Kotaemon provides a production-ready web interface for document question-answering powered by Retrieval-Augmented Generation. Unlike simpler RAG demos, it implements multi-user authentication with workspace isolation, letting organizations deploy a shared knowledge base where different teams maintain separate document collections with appropriate access controls. The retrieval pipeline supports multiple strategies including dense vector search, sparse BM25 matching, and hybrid combinations that balance semantic understanding with keyword precision.

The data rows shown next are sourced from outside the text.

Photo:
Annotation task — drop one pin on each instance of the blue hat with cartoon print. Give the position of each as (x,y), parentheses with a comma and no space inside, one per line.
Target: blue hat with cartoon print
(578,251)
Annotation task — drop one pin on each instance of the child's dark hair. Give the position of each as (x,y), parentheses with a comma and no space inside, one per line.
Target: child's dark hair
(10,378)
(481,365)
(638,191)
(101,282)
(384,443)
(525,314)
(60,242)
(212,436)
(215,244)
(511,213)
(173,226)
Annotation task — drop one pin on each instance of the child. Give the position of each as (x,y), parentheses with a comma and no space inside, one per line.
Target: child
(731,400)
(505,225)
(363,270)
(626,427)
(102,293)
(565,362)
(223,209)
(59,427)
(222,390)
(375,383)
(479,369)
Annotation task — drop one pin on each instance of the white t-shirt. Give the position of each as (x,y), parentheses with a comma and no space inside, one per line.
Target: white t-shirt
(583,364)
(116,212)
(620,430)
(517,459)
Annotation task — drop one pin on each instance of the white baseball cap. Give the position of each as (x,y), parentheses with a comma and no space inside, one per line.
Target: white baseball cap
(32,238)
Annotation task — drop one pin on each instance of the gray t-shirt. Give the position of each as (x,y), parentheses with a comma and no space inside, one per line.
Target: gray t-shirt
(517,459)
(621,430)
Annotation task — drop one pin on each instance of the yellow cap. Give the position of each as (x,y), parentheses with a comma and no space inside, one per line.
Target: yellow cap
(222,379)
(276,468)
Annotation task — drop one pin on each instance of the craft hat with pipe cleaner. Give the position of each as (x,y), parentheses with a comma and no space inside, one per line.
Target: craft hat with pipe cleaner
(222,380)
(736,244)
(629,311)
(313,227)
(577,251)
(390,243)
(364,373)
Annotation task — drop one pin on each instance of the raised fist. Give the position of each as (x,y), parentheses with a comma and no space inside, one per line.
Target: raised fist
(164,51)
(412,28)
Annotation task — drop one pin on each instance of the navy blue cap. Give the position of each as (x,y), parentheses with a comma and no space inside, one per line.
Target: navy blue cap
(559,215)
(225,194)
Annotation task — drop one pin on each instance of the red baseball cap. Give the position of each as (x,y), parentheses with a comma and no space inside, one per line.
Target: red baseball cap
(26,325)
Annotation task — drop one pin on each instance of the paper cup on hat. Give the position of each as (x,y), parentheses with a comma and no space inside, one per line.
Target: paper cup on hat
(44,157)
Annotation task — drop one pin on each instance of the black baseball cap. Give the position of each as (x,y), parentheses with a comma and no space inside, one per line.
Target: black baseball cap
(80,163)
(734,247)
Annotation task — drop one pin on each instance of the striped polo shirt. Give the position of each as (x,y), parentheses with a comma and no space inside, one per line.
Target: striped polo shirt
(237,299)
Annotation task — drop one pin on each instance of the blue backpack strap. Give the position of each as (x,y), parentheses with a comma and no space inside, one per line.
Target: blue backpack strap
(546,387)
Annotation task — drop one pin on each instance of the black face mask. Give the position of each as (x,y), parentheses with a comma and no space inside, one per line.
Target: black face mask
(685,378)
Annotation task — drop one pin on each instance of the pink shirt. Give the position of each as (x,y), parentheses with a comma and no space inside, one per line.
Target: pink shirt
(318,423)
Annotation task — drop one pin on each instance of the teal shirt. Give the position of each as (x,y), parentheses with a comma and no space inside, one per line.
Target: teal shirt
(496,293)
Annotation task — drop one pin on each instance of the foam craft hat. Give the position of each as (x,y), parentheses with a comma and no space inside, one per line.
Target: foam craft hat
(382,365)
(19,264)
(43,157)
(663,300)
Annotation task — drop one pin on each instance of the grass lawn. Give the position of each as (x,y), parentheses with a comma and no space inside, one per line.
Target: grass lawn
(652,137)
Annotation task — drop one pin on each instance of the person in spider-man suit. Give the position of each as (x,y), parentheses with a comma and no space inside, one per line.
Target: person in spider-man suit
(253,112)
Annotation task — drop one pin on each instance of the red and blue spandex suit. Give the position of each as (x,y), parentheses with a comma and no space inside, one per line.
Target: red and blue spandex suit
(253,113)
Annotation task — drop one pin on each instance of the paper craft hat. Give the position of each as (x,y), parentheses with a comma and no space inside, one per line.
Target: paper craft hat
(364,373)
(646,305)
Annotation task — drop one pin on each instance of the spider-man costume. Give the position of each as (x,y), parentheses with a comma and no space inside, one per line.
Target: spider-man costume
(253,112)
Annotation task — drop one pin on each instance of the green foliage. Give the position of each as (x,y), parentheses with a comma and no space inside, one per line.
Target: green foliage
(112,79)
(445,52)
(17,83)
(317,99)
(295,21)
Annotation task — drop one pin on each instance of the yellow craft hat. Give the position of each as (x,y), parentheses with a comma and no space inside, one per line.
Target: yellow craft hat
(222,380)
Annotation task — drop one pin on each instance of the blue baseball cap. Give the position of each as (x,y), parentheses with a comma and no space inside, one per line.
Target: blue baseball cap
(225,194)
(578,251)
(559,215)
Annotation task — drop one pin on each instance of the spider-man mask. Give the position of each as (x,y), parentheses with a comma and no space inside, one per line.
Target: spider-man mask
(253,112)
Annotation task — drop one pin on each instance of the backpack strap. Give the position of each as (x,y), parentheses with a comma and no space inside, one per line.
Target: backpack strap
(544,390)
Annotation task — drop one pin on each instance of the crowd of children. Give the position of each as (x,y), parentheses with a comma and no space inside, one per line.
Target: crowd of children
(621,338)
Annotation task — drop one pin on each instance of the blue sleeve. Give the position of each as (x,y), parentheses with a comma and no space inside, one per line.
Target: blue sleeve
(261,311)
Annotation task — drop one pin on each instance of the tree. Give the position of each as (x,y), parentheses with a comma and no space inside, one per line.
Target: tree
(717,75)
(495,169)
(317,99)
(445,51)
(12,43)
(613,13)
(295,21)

The agentic reasoning mode enables complex multi-step queries that require synthesizing information across multiple documents or performing intermediate reasoning before generating final answers. Citation support links every response to specific source passages with page numbers and highlighted excerpts, giving users confidence in the accuracy of generated answers. Document processing handles PDFs with OCR for scanned pages, Microsoft Office formats, and images with text extraction, covering the document types commonly found in enterprise knowledge bases.
Backed by Cinnamon AI, a well-funded Japanese technology company, Kotaemon has grown to over 25,000 GitHub stars with 200,000+ Docker pulls. The Apache 2.0 license allows unrestricted commercial use, and the Docker-based deployment provides a straightforward path to self-hosted operation. Human-in-the-loop feedback mechanisms let users rate answer quality, creating a feedback signal for continuous improvement of retrieval and generation quality over time.